Yazmak zor çünkü ben bir tembelim, çünkü ben eve geldiği zaman yorgunluğunu televizyonu açarak ve birşeyler içerek geçirmeye çalışan sıradan bir insanım. Sıradan bir insanım çünkü nasıl diğer “colleagues” trafikte yanıbaşında duran motor üzerindeki iki genç adamın eğlenmesine dikkat etmiyorsa, yoldan geçen kızların bir vitrin önünde durup indirimdeki elbiselere az buçuk özenerek bakmasına gülümsemiyorsa onlardan biriyim. Onlardan biriyim çünkü sabah sekiz akşam beş memurları gibi beynimi yalnızca işime verebiliyorum. Maalesef işim, benim böyle yaşamam için yani böyle lüks içinde, lüks kime göre neye göreyse bana göre öyle olduğu biçimde yaşamam için yani hayat gailesi için gerekli, onlar gibi. Onlar gibi sabah çıkıp akşam kürkçü dükkanı evime geri dönüyorum, kendi fanusum içinde. Ah zenginlik, sen benim iyi bir şarkı dinlediğim ya da iyi bir cümle okuduğum zamanlar kadar neden basit değilsin her zaman? Daha açık soracak olursak babam neden zengin değil böyle bir evde yaşamak için, bu kredi kartlarının bir devlet memuru maaşını ödemek için ve ben neden böyle vazgeçemez hala geldim tüm bu fazla’lardan, yeni bir ayakkabı, yeni bir gömlek, yeni bir geçici ben?
Anlatamaz oldum, üzücü olan bu, kendimi kendime anlatamaz, laf geçiremez oldum, düşünemez oldum, en ağırı da bu.
Çünkü ben bir tembelim. Bu cümle iyi, başa dönelim, başa dönüp gidelim, tembel olmasam belki eve geldiğimde bunları düşünmez yazardım, belki kahramanlarım arasında kaybolurdum ki askerlik, bir başka deyişle kaç kaç kaç herşeyden, işte o vakitler uzunca bir romanı yazmaya bile başlamıştım, işte ben yazardım, üç beş cümle de olsa da bir gecede yazardım.

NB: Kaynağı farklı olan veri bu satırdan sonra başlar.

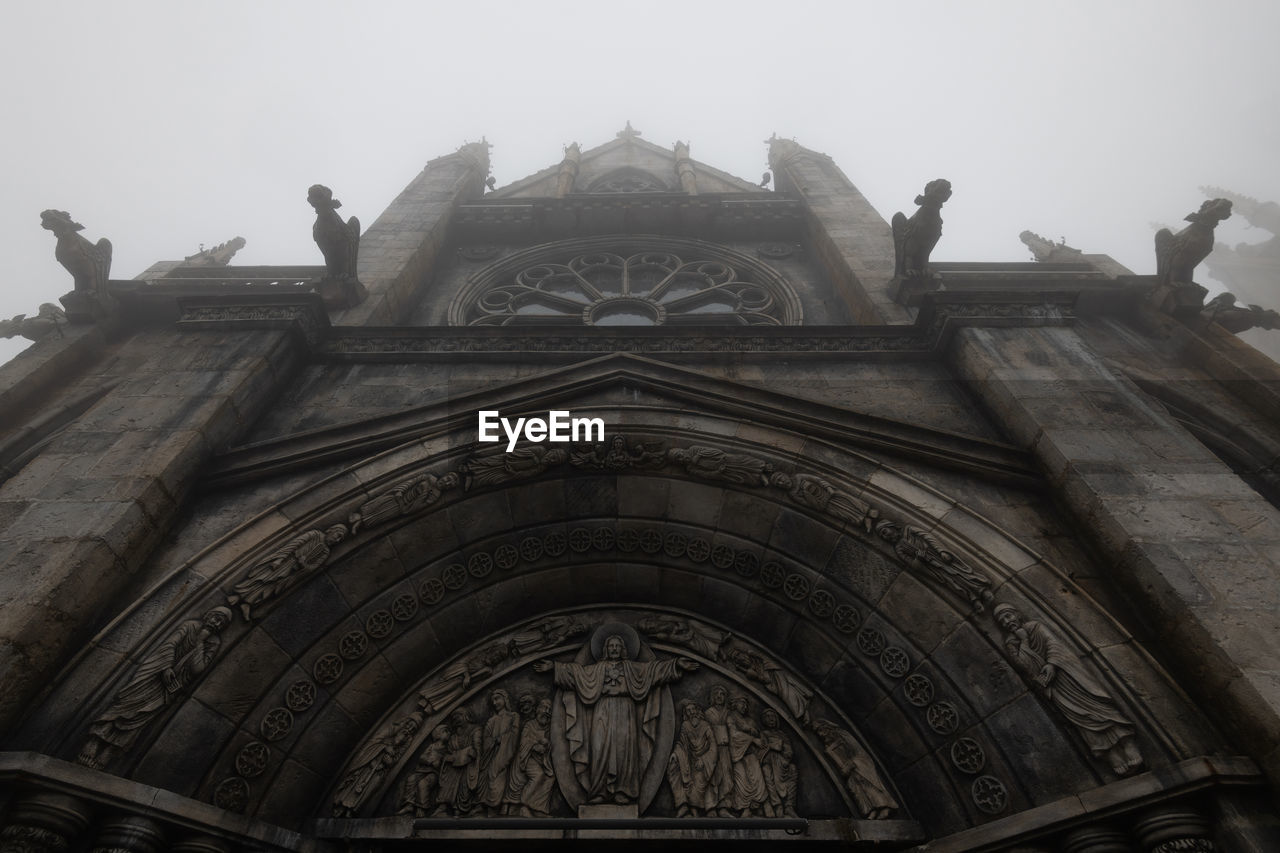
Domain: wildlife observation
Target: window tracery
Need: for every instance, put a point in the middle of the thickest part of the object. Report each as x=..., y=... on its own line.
x=626, y=287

De’lere bakmayın, hepsi yerli yerinde kullanılmış ve birinci el ve’ler fazla sayısında, şimdi bir virgül eksik, sakince boğazdan geçen bir geminin noktası, güzel bir şarkı istanbul. Son olarak, hepimizin son’u olarak, ölecek olmamız kötü değil mi, hepimizin, teker teker? Toprak, kara yazı.